Ik ben nieuw hier. Ben hier terecht gekomen omdat ik informatie zocht hoe ik van de neusspray af kan komen, heb sterk het vermoeden dat ik hieraan verslaafd ben geraakt. Ik zag al goede tips op deze site. Verder vind ik het altijd interessant om medische informatie op te zoeken. 

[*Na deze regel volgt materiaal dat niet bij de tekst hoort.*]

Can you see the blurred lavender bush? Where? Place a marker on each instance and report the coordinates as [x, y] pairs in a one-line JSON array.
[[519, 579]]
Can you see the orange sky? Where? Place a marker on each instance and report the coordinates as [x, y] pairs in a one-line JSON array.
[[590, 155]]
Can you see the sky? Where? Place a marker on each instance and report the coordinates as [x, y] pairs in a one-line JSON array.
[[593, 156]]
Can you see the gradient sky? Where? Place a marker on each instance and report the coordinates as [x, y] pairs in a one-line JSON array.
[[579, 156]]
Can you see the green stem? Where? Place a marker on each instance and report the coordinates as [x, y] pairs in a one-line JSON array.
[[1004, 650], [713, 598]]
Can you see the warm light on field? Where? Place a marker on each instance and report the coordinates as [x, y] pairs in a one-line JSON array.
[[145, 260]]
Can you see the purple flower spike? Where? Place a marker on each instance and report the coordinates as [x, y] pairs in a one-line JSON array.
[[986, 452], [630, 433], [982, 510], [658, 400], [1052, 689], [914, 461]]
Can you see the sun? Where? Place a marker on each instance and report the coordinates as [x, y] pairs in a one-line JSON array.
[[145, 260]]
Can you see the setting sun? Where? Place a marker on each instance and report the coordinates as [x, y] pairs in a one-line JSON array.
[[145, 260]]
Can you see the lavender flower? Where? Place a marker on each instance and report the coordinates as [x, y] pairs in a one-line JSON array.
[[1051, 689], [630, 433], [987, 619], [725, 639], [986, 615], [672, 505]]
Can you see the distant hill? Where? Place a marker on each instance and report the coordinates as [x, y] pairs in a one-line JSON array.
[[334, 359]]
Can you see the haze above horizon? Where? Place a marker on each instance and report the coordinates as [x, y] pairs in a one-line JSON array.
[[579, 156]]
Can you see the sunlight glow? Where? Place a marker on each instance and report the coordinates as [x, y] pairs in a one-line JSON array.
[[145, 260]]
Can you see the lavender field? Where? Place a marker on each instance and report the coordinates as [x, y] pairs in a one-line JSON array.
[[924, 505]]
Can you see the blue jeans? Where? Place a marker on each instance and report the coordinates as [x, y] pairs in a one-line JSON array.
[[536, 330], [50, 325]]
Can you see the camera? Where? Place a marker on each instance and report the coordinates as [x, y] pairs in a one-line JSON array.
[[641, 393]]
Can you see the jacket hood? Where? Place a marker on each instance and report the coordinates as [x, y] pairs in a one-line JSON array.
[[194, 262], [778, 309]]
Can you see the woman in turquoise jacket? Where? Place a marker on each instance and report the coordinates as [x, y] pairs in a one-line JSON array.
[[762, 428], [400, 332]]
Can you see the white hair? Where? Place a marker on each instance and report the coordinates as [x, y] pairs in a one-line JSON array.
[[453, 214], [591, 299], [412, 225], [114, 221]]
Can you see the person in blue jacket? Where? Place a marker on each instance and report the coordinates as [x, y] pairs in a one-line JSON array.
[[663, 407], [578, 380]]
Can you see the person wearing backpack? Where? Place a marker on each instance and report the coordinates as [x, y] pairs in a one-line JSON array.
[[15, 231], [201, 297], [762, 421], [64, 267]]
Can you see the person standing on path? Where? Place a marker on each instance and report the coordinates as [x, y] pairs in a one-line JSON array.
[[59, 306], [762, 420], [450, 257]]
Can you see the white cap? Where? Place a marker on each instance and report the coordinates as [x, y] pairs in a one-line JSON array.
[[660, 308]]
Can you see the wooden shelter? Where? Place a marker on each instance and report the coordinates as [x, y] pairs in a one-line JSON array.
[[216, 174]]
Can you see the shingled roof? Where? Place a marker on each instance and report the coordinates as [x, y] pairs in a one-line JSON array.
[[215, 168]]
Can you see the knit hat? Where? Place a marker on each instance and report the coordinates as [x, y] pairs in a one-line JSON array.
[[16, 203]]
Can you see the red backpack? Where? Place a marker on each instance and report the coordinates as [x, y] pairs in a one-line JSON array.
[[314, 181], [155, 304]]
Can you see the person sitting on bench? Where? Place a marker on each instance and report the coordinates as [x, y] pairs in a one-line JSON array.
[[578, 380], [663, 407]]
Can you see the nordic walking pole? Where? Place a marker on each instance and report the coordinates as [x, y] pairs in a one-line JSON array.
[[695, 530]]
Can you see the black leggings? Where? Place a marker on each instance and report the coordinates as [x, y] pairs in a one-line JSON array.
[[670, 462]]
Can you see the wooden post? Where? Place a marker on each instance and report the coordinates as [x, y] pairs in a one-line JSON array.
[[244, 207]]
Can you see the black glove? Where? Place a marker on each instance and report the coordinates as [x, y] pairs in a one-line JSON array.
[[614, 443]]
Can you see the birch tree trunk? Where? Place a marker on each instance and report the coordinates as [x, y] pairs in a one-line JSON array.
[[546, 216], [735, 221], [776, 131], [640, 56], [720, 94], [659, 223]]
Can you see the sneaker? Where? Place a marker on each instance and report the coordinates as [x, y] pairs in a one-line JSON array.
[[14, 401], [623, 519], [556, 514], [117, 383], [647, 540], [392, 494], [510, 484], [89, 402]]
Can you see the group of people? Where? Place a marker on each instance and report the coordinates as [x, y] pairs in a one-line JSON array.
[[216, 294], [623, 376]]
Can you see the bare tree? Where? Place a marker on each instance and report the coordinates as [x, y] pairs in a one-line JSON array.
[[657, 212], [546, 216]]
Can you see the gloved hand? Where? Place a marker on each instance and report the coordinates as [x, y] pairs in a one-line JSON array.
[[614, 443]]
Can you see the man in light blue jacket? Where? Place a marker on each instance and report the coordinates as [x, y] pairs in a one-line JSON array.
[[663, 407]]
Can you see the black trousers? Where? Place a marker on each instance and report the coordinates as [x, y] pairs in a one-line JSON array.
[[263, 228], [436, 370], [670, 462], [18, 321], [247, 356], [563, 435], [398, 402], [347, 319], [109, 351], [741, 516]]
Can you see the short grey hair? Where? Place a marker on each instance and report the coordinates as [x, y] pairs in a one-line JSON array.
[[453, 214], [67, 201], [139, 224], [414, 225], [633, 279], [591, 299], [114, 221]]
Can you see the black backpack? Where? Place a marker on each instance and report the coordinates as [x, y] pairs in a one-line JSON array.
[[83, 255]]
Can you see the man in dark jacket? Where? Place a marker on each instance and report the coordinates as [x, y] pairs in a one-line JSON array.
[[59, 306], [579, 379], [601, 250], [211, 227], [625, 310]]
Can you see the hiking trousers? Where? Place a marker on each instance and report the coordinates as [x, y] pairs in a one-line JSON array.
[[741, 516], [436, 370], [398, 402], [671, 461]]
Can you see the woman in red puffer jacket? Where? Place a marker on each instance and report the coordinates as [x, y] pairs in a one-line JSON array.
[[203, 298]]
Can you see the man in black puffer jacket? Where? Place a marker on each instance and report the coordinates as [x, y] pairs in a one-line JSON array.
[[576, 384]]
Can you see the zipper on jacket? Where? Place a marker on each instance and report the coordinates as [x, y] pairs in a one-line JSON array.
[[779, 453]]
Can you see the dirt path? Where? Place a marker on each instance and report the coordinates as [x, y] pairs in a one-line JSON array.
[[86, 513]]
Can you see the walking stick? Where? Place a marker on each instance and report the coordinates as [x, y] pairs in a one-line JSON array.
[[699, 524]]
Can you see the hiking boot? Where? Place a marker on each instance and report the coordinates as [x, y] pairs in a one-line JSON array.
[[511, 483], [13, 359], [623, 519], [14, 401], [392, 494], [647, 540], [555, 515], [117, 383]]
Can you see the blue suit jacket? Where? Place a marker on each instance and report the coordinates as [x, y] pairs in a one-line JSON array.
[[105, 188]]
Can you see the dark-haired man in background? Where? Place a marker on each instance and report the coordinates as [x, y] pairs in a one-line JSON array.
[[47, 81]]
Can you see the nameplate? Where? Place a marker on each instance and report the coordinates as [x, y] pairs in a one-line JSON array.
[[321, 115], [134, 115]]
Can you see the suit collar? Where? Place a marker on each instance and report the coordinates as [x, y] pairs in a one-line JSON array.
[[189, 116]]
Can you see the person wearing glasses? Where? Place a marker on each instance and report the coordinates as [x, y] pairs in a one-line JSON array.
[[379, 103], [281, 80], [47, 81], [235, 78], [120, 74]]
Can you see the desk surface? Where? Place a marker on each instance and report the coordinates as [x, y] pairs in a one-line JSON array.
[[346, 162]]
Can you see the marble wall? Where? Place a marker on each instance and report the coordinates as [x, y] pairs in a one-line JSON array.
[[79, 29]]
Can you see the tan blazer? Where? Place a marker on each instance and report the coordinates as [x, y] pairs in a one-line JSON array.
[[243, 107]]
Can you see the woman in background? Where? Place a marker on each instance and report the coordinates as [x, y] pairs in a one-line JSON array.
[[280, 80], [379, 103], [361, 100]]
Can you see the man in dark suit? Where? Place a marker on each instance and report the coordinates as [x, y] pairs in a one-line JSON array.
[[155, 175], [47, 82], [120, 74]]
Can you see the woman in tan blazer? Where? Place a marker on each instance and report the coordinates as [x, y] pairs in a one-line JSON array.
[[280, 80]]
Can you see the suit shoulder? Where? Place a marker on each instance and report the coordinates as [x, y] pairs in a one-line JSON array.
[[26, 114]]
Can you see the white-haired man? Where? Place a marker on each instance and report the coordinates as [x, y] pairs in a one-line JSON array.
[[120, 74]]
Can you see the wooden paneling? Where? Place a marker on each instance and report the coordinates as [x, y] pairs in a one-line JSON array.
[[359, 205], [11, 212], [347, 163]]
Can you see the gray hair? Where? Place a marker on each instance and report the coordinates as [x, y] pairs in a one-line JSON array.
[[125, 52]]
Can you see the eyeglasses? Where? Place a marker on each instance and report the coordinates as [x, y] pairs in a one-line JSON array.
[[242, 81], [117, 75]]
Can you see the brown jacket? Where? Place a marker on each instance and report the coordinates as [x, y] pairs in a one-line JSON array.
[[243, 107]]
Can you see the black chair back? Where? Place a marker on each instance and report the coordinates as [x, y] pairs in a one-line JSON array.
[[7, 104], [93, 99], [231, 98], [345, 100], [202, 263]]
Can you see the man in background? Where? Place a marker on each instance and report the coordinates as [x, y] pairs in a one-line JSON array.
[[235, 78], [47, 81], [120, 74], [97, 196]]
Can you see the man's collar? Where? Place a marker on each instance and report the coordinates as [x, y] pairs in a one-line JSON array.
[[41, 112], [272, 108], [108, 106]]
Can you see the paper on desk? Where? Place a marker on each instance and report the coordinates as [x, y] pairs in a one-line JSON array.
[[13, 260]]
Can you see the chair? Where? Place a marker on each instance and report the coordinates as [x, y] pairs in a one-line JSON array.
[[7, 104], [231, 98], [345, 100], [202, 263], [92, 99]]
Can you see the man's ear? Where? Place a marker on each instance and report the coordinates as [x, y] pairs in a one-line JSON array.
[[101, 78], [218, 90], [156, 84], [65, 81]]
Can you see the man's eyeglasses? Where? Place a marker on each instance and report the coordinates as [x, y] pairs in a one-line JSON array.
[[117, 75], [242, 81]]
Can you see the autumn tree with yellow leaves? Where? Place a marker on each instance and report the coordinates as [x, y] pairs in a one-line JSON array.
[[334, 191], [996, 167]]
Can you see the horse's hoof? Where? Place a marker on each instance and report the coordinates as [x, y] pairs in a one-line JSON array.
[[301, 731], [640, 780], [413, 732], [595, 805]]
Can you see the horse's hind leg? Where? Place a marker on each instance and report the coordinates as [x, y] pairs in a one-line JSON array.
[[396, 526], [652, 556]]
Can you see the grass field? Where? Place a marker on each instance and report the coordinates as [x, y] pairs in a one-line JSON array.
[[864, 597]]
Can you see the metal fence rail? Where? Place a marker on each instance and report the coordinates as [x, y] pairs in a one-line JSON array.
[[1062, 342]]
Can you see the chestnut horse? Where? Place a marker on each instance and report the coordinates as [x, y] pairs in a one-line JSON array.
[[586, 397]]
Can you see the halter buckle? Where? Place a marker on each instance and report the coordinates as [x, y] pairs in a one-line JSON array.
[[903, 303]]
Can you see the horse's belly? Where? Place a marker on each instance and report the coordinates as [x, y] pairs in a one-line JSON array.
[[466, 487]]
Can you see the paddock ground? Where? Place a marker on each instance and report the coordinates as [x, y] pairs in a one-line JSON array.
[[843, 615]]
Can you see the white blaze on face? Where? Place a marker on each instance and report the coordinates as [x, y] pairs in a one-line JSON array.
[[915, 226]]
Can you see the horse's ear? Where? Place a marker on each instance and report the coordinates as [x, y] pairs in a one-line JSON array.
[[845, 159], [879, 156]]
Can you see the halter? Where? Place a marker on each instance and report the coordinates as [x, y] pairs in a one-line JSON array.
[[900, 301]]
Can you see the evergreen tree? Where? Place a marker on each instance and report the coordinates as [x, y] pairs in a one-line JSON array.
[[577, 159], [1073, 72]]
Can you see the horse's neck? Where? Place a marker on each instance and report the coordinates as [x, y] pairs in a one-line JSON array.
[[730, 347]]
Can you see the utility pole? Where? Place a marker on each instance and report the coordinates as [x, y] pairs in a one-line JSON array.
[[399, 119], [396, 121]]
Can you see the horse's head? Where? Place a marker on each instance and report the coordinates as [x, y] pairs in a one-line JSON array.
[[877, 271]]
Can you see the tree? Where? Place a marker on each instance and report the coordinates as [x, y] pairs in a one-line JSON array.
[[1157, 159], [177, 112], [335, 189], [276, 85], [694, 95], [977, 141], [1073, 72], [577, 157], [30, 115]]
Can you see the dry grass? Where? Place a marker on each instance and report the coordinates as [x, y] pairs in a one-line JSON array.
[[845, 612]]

In ieder geval zag ik al dat ik zeker niet de enige ben met een neusspray probleem!

----------


## GrietjeVelde

is het nog gelukt om van je verslaving af te komen?

Gr,
Grietje

----------


## christel1

Grietje, 
Kan je je handtekening weghalen ??? Reclame maken voor speelgoed hoort hier niet echt thuis.... sorry dat ik je hier al moet op wijzen, anders vraag ik het aan de moderator van dit topic om je handtekening te verwijderen. 
Christel1 
Moderator

----------


## sietske763

ha chris,
heb dezelfde zin bij een ander topic gelezen, link dan.....
gaat over speelgoed, duplo, lego etc

----------


## christel1

Weet jij nog waar Sietske, want tot dit gedeelte heb ik geen toegang, zal het doorgeven aan de andere moderators....

----------


## sietske763

@chris,
staat onder topic;
mc nuttig en leuk,
vond het al vreemd dat mc direct al zo leuk gevonden werd....en dat al na 2 posten...

----------


## Raimun

> @chris,
> staat onder topic;
> mc nuttig en leuk,
> vond het al vreemd dat mc direct al zo leuk gevonden werd....en dat al na 2 posten...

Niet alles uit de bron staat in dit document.